Yours truly at the business end of the hose
Insulating behind the lower 4' high course of drywall was relatively easy and gave us a chance to practice our technique.  Insulating behind the second course of drywall up to the 8' level was more challenging.  Not only did I have to hassle with a ladder or a mobile scaffold and, despite using a headlight, visibility into the wall cavity was limited by the 4" space between the 2 x 6 tandem top plates.  However, insulating behind the lower course of drywall gave me confidence that gravity would pull the hulls into all of the nooks and grannies up to the bottom of the top plates.  At that point it was necessary to overfill the wall slightly then reach through the opening between the top plates and manually pack the hulls into the corners under the plates. The amount of dust raised due to the proximity of the ceiling was much worse than it had been with the first course.  I was definitely thankful for the mask and swim goggles and amused later to find hulls between all of the multiple layers clothing that I wore against 40 degree temperatures.

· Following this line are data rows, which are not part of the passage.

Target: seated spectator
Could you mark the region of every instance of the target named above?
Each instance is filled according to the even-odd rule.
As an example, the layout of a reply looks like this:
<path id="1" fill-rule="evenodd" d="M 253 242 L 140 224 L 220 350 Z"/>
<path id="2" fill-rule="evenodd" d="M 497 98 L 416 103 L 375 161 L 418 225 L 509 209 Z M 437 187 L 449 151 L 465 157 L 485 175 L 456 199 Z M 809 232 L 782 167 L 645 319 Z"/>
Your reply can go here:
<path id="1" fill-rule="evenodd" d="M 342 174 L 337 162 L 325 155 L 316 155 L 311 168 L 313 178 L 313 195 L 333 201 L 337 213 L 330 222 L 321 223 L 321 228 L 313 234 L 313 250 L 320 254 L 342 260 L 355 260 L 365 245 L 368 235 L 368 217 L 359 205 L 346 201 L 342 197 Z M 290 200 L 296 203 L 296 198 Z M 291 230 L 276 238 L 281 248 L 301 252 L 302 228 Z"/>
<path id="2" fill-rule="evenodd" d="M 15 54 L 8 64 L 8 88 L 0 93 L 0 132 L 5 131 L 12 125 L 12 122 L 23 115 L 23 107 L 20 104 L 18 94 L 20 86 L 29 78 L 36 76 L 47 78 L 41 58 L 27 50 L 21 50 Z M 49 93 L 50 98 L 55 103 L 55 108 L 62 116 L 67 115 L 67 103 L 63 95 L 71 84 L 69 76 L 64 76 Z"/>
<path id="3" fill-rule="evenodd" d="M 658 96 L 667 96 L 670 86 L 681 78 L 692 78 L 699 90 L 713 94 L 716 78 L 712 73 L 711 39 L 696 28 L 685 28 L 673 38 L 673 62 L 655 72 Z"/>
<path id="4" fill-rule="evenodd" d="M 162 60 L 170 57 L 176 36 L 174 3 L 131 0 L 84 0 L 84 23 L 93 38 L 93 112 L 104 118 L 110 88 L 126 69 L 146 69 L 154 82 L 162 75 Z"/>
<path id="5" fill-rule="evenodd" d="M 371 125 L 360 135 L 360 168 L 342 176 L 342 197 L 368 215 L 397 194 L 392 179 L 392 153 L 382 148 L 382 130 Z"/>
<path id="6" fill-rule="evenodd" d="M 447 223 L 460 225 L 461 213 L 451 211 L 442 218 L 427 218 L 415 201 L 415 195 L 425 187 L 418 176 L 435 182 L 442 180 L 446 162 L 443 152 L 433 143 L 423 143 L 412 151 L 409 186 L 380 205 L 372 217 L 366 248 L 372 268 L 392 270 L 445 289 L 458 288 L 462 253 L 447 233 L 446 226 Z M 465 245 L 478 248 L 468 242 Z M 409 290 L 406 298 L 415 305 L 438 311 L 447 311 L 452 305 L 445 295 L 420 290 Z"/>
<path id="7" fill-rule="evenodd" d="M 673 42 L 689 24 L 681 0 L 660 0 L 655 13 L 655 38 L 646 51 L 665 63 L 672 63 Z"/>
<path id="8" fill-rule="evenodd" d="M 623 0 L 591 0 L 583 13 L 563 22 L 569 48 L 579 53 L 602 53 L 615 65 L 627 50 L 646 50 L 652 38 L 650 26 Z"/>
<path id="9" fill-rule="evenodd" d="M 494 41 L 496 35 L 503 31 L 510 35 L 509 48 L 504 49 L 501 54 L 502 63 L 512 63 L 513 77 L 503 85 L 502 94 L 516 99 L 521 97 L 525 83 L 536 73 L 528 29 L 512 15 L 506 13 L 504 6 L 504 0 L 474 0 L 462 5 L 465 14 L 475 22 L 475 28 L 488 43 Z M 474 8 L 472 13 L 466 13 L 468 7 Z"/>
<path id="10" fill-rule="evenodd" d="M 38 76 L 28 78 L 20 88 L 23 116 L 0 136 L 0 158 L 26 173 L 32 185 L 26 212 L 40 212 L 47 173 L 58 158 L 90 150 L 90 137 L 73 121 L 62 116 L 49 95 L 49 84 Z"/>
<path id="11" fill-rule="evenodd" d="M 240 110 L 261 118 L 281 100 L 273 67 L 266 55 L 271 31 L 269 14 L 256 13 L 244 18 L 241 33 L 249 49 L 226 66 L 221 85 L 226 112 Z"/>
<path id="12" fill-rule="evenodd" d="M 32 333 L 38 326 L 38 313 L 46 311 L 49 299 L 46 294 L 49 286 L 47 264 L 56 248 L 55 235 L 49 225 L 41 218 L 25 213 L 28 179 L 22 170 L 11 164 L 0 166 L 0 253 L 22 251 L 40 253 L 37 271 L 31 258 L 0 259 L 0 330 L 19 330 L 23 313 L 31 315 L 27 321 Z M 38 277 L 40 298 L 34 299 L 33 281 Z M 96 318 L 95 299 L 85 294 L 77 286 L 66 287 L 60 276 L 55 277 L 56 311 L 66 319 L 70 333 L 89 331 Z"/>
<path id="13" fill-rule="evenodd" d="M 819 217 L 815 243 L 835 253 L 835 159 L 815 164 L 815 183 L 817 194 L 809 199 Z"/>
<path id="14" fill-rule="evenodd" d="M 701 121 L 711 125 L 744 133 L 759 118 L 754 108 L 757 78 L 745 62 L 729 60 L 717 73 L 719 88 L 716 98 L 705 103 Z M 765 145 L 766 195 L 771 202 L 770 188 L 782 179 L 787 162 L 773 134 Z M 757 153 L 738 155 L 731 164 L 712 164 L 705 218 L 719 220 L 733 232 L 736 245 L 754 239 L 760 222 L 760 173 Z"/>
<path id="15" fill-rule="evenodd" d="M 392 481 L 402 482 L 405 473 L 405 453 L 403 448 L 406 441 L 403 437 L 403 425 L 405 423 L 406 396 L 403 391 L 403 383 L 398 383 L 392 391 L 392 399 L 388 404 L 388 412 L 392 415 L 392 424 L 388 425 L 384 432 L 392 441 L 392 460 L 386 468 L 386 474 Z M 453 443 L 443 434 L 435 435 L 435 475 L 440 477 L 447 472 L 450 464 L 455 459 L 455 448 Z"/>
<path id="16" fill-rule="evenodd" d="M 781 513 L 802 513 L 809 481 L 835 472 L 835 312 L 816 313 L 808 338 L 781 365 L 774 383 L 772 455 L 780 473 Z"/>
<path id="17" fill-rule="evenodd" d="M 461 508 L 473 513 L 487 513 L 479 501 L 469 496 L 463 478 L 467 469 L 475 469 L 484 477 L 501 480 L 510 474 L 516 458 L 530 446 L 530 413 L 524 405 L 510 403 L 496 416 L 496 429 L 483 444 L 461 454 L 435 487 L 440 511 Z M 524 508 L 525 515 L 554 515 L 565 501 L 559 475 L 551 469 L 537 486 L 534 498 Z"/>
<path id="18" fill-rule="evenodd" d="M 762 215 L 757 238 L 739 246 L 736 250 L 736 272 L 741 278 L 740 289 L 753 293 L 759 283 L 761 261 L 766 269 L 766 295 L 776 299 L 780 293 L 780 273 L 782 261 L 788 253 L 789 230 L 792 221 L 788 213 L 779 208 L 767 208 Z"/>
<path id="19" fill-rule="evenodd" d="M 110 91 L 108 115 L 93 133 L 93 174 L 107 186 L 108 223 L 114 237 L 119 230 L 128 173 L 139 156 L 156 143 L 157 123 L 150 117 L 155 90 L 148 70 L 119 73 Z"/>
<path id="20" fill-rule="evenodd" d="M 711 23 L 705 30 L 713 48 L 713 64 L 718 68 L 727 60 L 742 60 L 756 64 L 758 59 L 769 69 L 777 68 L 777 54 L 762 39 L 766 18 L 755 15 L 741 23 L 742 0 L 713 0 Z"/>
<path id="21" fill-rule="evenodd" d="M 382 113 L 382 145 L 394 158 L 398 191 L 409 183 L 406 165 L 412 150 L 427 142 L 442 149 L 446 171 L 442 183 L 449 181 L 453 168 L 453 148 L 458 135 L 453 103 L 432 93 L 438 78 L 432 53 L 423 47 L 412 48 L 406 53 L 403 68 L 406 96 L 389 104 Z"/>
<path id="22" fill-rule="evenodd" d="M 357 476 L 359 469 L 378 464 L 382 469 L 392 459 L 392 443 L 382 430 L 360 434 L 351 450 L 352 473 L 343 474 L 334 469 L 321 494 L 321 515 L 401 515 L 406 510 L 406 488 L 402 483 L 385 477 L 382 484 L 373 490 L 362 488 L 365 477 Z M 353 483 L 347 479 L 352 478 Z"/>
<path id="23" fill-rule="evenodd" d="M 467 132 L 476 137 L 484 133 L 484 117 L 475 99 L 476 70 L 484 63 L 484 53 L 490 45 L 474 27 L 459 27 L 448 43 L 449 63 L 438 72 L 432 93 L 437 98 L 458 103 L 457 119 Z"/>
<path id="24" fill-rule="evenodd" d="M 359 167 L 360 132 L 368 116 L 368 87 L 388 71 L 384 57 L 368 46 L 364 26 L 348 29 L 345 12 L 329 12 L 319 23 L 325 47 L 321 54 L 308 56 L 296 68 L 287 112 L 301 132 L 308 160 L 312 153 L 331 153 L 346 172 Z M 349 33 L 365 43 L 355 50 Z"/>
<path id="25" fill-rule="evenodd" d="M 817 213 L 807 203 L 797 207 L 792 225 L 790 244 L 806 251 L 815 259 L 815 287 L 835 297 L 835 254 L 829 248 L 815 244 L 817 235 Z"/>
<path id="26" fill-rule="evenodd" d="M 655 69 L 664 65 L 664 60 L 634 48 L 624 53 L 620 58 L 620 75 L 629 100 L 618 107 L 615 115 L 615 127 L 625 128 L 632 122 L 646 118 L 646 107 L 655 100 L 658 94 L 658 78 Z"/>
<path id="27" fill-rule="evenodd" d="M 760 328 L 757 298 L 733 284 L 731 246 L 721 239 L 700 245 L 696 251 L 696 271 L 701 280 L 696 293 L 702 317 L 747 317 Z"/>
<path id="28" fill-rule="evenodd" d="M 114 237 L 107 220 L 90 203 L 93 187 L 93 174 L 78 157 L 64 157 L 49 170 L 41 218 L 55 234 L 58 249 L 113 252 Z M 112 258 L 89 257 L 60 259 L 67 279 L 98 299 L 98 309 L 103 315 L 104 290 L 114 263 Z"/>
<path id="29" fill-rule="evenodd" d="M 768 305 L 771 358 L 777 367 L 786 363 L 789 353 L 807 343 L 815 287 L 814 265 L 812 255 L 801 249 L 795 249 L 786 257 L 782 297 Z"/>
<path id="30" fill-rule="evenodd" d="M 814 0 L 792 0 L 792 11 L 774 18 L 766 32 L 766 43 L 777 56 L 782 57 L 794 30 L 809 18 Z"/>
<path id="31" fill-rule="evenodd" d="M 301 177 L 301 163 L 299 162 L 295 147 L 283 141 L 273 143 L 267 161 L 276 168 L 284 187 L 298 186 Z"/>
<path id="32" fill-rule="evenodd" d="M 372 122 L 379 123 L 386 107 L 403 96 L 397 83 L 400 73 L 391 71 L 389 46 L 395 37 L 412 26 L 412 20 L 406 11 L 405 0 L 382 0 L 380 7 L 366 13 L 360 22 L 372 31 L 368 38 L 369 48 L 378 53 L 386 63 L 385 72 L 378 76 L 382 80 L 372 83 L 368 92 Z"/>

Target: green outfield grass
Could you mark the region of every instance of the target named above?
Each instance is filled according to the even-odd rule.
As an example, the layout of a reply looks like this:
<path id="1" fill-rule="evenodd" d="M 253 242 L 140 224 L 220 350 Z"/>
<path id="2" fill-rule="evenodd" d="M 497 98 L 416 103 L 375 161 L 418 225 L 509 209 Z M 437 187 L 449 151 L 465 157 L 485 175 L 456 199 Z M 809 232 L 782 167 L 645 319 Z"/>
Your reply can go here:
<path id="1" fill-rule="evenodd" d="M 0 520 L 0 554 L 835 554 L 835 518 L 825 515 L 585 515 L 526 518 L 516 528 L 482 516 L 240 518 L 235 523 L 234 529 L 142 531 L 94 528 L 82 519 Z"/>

We filled the wall cavities brimming full so that there would be no doubt that the junction between walls and ceilings would be filled uninterruptedly when later the insulation would be blown into the space above the first 4' course of ceiling panels.  By the time the walls were filled, not quite half of the original 768 bags of hulls had been consumed.

Getting the Ceiling Ready for Insulation

First floor ceiling showing the temporary strips
supporting the weight of the rice hulls until
 they can be replaced by definitive trim boards.
In the chart comparing rice hulls with cellulose insulation in the previous post, I pointed out that the rice hulls, at nearly three times the weight of cellulose and at a depth of 18", might cause the ceiling drywall to pull loose from its screws if installed directly to the roof trusses unassisted.  So I decided to kill two birds with one stone -- add support while creating an architectural feature that we had been considering in any case.

For all of the ceilings in the main rooms, upstairs and down, the esthetic effect that we had been contemplating was a 4' x 4' grid pattern comprising 1 x 6 trim boards wide enough to cover the beveled edges of adjacent drywall panels.  To that end, we installed the drywall in the usual manner with screw spacing a little closer than normal.   As a temporary support measure, we added 3/4" x 2" strips screwed through the drywall and into the trusses.  They were less than 4' long so as not to interfere with the east-west final trim pieces that will run perpendicular to the trusses, be screwed or nailed to the trusses and cover the seams between drywall panels in lieu of taping.  The plan is to remove the temporary strips when the final longitudinal trim is in place then replace them with the trim pieces that complete the grid pattern.  

Installing the Ceiling Drywall

First floor ceiling bays being filled with rice hulls
as seen through the second floor wall.
For the ceilings on both floors, we hung only one course of drywall next to the wall then insulated it in order to be sure that the junction between walls and ceilings was thoroughly filled and compacted with hulls.  We found that the blower did not shoot the hulls with enough force and sufficient distance for us to insulate with confidence more than one course at once so we stuck with doing each course separately.  The highest part of the first floor cathedral ceiling was filled by reaching through the second story wall, as seen in the nearby photo.  The highest part of the second story ceiling -- the last space to be insulated -- was our biggest challenge due to limited access.  We switched to installing the last course of drywall one 4' x 4' panel at a time starting at the southwest corner and proceeding to the southeast corner.  That way, we were in better position to blend the insulation with that already in the wall despite having to work crossways of the trusses instead with them as was possible with the rest of the ceilings.